There are patterns in history. Not the Marxian “grand repeated scheme” nonsense, but persistent or recurring tendencies.
In modern politics, there seems to be a roughly 30-year cycle regarding inter-ethnic welfarism: it takes about 30 years for a policy which transfers benefits disproportionately from one ethnic group or region to another to cause a significant polirtical reaction. I suspect it takes about 30 years because that is how long it takes for two things to happen:
First, for it to become clear that the transfers will be endless unless policy changes – that is, that the transfers are not solving the original problem, the problem has become a justification for transfers with no foreseeable end to them.
Second, for a sufficient generation of political activists to grow up for whom the experience of the policy is much more important than the original justification and expectations.
For example, in the mid 1960s, and particularly from 1972-5, we begin to see significant and specific welfare transfers to indigenous Australians. In 1996-8 we get the Pauline Hanson/ One Nation eruption. In the 1960s, Canadian PM Pierre Trudeau introduces bilingualism in Canada with associate welfare transfers; by 1990 the Reform Party of Canada is a serious political contender. In the 1960s, LBJ introduces the Great Society; by 1996, welfare reform is all the rage. In the 1950s and 1960s, transfers to southern Italy became a feature of Italian public policy; by 1991 the Northern League is a serious political contender. The Belgium welfare state expands in the 1950s and 1960s with Flanders disproportionately subsidising Walloonia; by 1991 the Vlaams Blok is becoming politically serious.

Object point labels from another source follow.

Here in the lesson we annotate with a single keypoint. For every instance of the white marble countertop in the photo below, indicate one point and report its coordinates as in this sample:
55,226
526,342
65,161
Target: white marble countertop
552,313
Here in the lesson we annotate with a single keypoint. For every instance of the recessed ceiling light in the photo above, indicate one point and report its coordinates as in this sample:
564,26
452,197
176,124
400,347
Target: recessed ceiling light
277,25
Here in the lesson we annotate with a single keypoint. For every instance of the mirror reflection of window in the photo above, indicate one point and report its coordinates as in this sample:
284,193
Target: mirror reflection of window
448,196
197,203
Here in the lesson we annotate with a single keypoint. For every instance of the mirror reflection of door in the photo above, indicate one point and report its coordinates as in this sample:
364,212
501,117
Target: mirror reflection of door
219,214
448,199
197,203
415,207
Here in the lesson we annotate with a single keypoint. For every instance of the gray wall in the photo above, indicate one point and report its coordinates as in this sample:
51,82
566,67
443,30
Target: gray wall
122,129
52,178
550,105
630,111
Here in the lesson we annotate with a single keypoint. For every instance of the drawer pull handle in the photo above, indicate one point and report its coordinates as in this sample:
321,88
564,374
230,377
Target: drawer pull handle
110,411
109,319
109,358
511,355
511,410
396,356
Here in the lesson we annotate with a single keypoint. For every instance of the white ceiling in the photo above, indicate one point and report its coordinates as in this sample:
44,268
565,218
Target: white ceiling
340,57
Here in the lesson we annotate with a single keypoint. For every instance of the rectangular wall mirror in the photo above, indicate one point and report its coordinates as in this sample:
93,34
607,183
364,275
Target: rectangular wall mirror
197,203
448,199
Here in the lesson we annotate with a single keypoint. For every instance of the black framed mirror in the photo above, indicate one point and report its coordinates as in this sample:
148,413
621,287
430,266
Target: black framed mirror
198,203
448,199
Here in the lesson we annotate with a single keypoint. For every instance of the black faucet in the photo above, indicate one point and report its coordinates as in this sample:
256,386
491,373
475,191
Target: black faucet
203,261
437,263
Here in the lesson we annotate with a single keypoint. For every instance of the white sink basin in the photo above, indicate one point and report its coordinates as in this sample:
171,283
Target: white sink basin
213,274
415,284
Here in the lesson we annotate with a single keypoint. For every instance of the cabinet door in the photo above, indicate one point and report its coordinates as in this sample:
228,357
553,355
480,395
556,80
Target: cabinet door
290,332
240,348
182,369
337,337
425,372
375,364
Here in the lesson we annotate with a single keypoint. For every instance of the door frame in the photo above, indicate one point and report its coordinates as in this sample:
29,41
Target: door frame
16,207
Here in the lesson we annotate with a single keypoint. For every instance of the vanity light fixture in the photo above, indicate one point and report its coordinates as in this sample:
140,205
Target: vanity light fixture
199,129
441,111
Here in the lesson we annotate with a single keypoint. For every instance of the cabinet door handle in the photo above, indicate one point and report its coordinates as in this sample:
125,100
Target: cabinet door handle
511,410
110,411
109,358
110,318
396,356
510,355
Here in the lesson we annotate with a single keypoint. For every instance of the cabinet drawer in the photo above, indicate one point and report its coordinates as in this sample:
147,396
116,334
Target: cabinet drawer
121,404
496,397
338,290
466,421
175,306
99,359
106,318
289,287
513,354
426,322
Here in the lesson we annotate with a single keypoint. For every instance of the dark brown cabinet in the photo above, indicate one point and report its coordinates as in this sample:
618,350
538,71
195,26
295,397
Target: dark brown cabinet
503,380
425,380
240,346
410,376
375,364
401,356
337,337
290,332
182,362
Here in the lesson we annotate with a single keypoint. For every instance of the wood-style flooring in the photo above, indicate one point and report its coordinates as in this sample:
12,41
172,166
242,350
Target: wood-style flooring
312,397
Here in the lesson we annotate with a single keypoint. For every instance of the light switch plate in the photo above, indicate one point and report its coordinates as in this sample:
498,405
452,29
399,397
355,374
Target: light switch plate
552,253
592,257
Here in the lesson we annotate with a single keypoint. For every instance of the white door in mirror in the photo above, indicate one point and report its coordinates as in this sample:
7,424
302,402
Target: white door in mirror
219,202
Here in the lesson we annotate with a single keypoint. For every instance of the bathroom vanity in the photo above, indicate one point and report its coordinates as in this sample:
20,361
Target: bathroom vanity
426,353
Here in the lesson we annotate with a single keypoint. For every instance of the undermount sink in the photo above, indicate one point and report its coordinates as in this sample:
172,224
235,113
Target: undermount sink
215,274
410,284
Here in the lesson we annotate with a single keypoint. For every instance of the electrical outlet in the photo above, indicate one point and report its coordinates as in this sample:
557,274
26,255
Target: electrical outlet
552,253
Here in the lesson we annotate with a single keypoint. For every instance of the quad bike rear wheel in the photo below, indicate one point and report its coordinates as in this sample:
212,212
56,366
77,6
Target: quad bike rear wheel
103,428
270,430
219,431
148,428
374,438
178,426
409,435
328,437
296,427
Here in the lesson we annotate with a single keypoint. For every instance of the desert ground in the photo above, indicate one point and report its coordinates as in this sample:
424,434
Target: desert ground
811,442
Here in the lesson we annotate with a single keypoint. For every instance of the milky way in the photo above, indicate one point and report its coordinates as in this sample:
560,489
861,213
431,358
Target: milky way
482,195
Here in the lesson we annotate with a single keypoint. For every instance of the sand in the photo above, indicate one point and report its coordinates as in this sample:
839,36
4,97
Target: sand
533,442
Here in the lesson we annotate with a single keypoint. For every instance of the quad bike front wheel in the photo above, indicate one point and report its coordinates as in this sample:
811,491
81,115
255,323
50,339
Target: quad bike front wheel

Note, these are not cases of reaction to migration, but to transfers between already established ethnicities and/or regional identities. So, for example, the recent surge in the Sweden Democrats vote seems to be very specifically about the surge in Muslim immigration and associated problems. While, in the UK, the issue of the EU has a particular resonance, so the UKIP, which started its surge with the 1999 European Parliament elections has captured current policy-protest vote.
Nevertheless, there do seem to be enough cases to suggest that there is something of a “30 year rule” for significant political reaction against transfers disproportionately from one ethnicity or region to another.
The 70-year cases hardly constitute a rule, but I have noted a curious pattern: that intense centralisation can to lead to some sort of collapse in about 70 years. The most obvious case in the Soviet Union (1917-1991), but it is not the only case in that sort of time frame. For example, France centralises greatly under Louis XIV (r.1643-1715) and (particularly set in train by Colbert, who served 1655-1683). By 1789, there is the French Revolution. Khrosrau Anurshivan (r.531-579) centralises Sassanid Iran; this rather brittle centralism collapses under the Arab attacks of 633-644. The most dramatic centralisation in East Asian history, that of the Qin dynasty, barely lasted 15 years (221-206 BC). If, however, one dates the centralisation from the reforms of Shang Yang (minister 361-338 BC) then one get a roughly 70-year time frame.
Four cases, however prominent, hardly make a strong pattern. The most famous case of centralisation in Western history, that of Diocletian (r. 284-305), is not followed by the official collapse of the Western Empire until 476 while the Eastern Empire kept going. That the official collapse of the Western Empire was 81 years after its final separation from the Eastern Empire does not seem to be other than coincidental.
Still, it does seem a bit odd that you get four such prominent cases of centralisation-followed-by-collapse over a roughly 70 year time frame. Perhaps that is the time it takes for unresponsive brittleness to set in: for the control system to be driven by its internal dynamics rather than adapting to changing conditions.